Saturday, December 18, 2010

Foreign Companies and Grain Politics

China's imports of agricultural commodities are rising. It's only natural that a country with over 20% of the world's population and 9% of the world's land will import food. However, the process of China's transition to an agricultural importing nation is complicated and fraught with potential conflict. There are a lot of vested interests in China that don't like it. The growing presence of multinational companies that do not have a national identity is a threat to the emerging nationalistic alliance between big Chinese companies and government that is emerging as China's strategy for carrying out policies and development plans.

A steady stream of articles in the Chinese press express fears of foreign companies monopolizing the Chinese markets for agricultural commodities. This week another article, "Foreign Investment Penetration Expanding; Domestic Companies Face Severe Challenges", on the cn.grain.com.cn web site offers some more insights about the Chinese narrative about the perceived foreign company threat.

The author cites a surge in foreign companies entering the grain and oils processing sector dating to China's WTO accession [in December 2001]. In 2009, there were 444 foreign companies with over 71 mmt of processing capacity. The author describes a pattern in which foreign companies first targeted the soybean-crushing industry after China's WTO accession and are now using their profits from that industry to branch out into other kinds of grain processing, as well as up-stream and down-stream activities to control the entire industry chain from seeds and fertilizer through processing, logistics, marketing, and retail.

Particularly troubling for the author is that Wilmar, a Singapore company, has begun purchasing rice and wheat from farmers in the last two years. The company has formed arrangements with local grain companies and warehouses to buy raw grain and pays a premium price. [The cngrain.com.cn website ran two very similar articles this year describing Wilmar's business in Henan and Jiangxi.] The report says Louis Dreyfus has begun purchasing wheat recently too. The report complains that the foreign companies have plentiful cash and aren't worried about short-term profit since their objective is to grab market share. This puts the Chinese companies at a serious disadvantage.

The report acknowledges that the premium prices paid by foreign companies are good for farmers "in the short run," but in the long run the author views it as unfavorable for the stable development of the grain market. The presence of foreign companies "makes it hard for the state to control grain markets."

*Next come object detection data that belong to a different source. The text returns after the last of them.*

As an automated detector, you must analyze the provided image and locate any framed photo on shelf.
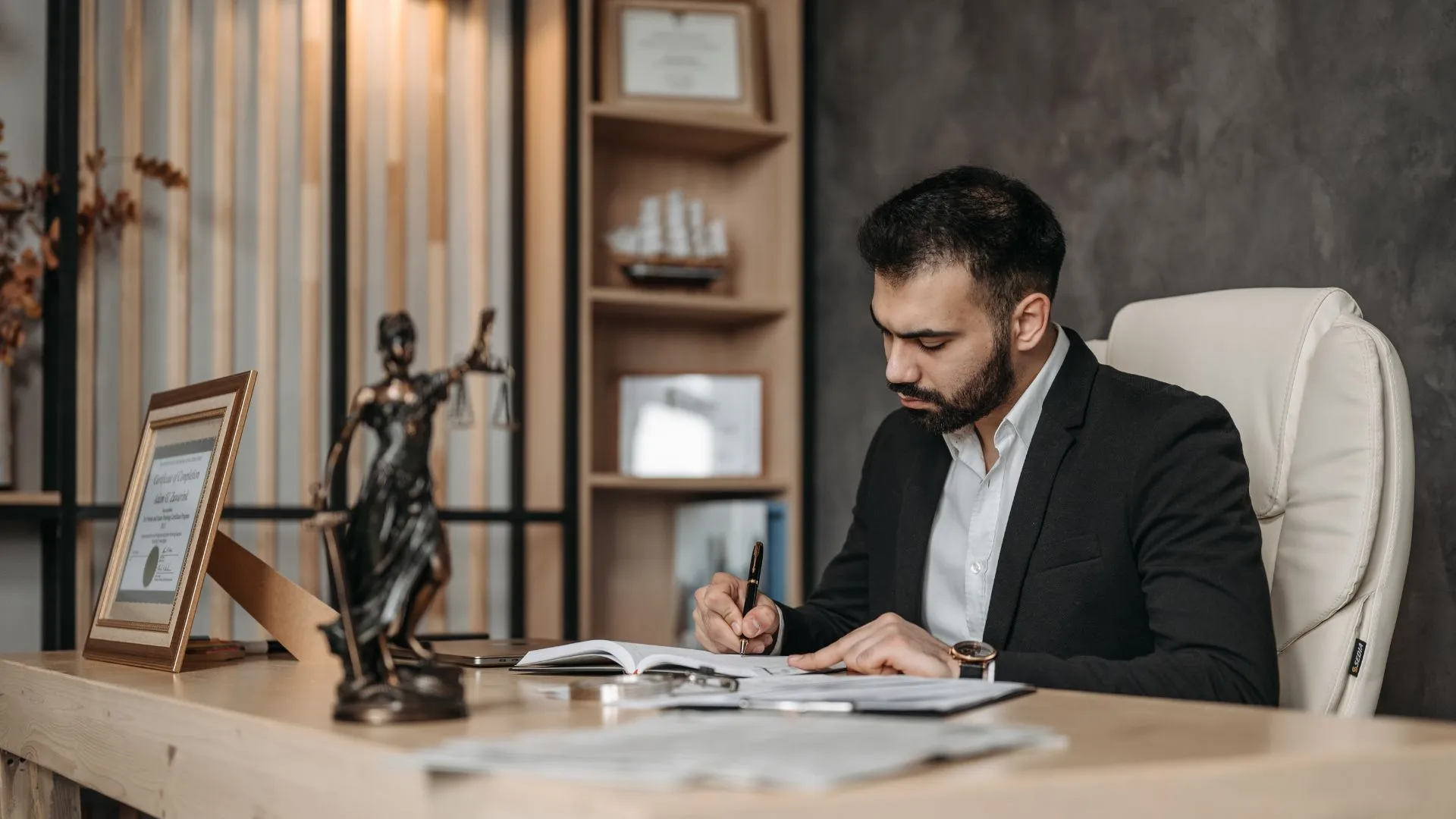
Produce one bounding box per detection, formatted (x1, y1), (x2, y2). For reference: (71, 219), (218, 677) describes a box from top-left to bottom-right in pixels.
(617, 373), (764, 478)
(83, 372), (258, 672)
(598, 0), (766, 118)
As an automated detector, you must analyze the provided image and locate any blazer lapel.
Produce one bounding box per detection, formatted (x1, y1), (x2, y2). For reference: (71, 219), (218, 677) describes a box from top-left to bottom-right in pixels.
(983, 328), (1098, 648)
(896, 436), (951, 626)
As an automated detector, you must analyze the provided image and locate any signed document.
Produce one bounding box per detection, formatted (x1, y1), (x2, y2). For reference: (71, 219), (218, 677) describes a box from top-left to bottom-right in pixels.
(117, 438), (217, 604)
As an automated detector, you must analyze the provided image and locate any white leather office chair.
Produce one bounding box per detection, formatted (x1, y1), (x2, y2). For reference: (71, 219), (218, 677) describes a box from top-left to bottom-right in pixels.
(1090, 288), (1414, 714)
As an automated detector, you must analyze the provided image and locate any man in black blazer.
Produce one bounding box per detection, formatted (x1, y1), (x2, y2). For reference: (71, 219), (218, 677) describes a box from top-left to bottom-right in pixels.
(693, 168), (1279, 705)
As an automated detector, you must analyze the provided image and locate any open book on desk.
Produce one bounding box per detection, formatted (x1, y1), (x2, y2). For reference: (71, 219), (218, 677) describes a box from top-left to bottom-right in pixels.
(513, 640), (811, 678)
(620, 675), (1035, 716)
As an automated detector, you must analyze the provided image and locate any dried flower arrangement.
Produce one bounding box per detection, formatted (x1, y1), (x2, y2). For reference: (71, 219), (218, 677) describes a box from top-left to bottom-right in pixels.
(0, 120), (188, 364)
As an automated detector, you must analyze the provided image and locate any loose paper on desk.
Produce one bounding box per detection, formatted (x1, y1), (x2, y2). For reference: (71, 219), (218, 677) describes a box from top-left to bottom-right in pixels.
(513, 640), (838, 678)
(620, 675), (1034, 714)
(412, 713), (1065, 790)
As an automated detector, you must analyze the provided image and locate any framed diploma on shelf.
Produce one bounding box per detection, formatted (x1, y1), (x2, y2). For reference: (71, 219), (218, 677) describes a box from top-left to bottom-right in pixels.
(83, 372), (258, 672)
(617, 373), (764, 478)
(600, 0), (764, 118)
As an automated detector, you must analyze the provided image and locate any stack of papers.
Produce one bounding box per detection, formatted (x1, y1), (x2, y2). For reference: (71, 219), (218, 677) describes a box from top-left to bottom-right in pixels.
(413, 713), (1063, 790)
(620, 675), (1032, 714)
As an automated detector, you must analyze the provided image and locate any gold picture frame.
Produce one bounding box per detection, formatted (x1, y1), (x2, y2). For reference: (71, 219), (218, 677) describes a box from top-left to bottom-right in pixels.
(82, 370), (258, 672)
(598, 0), (767, 120)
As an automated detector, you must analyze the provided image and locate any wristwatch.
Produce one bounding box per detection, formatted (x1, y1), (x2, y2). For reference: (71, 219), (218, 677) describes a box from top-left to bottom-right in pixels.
(951, 640), (996, 682)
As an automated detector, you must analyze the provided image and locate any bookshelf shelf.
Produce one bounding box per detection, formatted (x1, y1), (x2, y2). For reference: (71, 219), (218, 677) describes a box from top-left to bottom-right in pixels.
(590, 472), (789, 495)
(588, 287), (789, 326)
(0, 490), (61, 507)
(588, 102), (789, 158)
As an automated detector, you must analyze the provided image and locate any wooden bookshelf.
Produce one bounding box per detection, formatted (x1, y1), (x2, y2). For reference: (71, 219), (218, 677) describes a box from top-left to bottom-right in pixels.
(588, 287), (791, 326)
(588, 102), (789, 158)
(588, 474), (788, 495)
(578, 0), (804, 642)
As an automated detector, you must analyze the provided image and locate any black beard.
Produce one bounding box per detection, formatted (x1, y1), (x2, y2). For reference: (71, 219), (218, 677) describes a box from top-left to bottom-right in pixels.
(890, 322), (1016, 435)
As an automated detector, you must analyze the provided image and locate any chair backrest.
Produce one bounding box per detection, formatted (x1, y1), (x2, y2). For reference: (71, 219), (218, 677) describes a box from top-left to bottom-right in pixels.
(1090, 288), (1414, 714)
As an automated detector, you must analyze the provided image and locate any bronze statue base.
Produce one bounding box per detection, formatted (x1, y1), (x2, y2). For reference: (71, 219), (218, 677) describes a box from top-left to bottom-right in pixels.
(334, 664), (469, 726)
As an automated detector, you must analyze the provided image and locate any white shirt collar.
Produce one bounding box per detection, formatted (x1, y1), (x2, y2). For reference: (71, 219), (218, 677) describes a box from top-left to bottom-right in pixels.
(945, 324), (1072, 463)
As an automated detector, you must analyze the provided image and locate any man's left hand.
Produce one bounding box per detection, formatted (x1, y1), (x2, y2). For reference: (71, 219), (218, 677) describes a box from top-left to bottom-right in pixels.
(789, 613), (961, 676)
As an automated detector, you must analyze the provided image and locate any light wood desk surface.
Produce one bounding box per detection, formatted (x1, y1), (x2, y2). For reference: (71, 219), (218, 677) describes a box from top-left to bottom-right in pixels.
(0, 653), (1456, 819)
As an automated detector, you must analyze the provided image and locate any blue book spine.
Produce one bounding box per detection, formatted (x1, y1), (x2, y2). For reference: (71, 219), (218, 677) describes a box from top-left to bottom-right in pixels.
(763, 500), (789, 602)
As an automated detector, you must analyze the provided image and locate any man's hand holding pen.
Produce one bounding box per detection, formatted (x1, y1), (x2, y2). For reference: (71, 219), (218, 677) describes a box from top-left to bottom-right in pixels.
(693, 571), (779, 654)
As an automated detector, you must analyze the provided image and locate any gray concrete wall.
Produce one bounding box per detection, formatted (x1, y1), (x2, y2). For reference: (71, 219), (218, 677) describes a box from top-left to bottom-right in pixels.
(810, 0), (1456, 717)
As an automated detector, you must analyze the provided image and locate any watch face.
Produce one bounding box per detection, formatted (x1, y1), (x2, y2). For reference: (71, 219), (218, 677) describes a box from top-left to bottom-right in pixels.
(956, 640), (992, 661)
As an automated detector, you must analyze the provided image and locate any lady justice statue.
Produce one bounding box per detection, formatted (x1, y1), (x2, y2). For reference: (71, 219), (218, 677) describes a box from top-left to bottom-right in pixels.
(312, 310), (514, 724)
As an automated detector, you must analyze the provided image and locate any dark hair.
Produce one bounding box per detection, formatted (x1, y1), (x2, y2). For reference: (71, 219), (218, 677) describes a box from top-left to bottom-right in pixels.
(378, 312), (415, 350)
(859, 165), (1067, 319)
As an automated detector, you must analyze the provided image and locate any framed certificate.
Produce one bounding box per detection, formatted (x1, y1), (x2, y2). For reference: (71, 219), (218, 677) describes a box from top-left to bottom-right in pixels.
(617, 373), (764, 478)
(83, 372), (258, 672)
(601, 0), (763, 117)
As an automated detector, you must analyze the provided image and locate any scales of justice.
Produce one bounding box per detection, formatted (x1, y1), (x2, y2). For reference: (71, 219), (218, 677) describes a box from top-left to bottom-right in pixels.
(309, 309), (516, 724)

The report recounts a commonly-repeated story about how foreign companies grabbed control of the soybean processing industry. In 2004, some companies allegedly "used futures markets to drive the soybean price higher." After Chinese companies had bought soybeans, "the foreigners then drove the price back down, bankrupting half of the Chinese edible oil companies." The foreign companies then stepped in to buy up the Chinese companies.

The report says that after gaining control of the soybean industry, the foreign companies then "raised prices several times, one of the factors contributing to China's increasing inflation in recent years."

The report warns that foreign companies are now using their profits from the vegetable oil industry to begin spreading their dominance to rice and wheat markets. Supposedly, Wilmar has formed a strategic plan that began with operations in Jiamusi, an important rice-growing area in Heilongjiang Provinces, and plans to radiate out to the entire country. Wilmar has begun rice business in Jiangxi and Anhui and is believed to be preparing to expand into Hunan, "basically completing its nationwide layout."

The author warns that the "ABCD" companies (ADM, Bunge, Cargill, Louis Dreyfus) are forming entire industry chains "with the objective of monopoly control." He warns that foreign seed companies are developing rice breeds and a type of corn seed developed by a foreign joint venture is now used for about 10% of the corn plantings in Jilin Province. Wilmar has set up a fertilizer company in Shandong.

The report continues by citing examples of how the big multinationals have dominated the soybean market in Brazil and alleges that Argentina, after adopting American genetically-modified soybean seeds and pesticides "lost control of its soybean industry in less than 10 years."

Finally, the report plays the "food security" card. Grain, the author says, is a strategic commodity, basic to peoples' living standard and social harmony. In the long-term, foreign companies' control of the grain market is not just an eating issue, it is a political issue.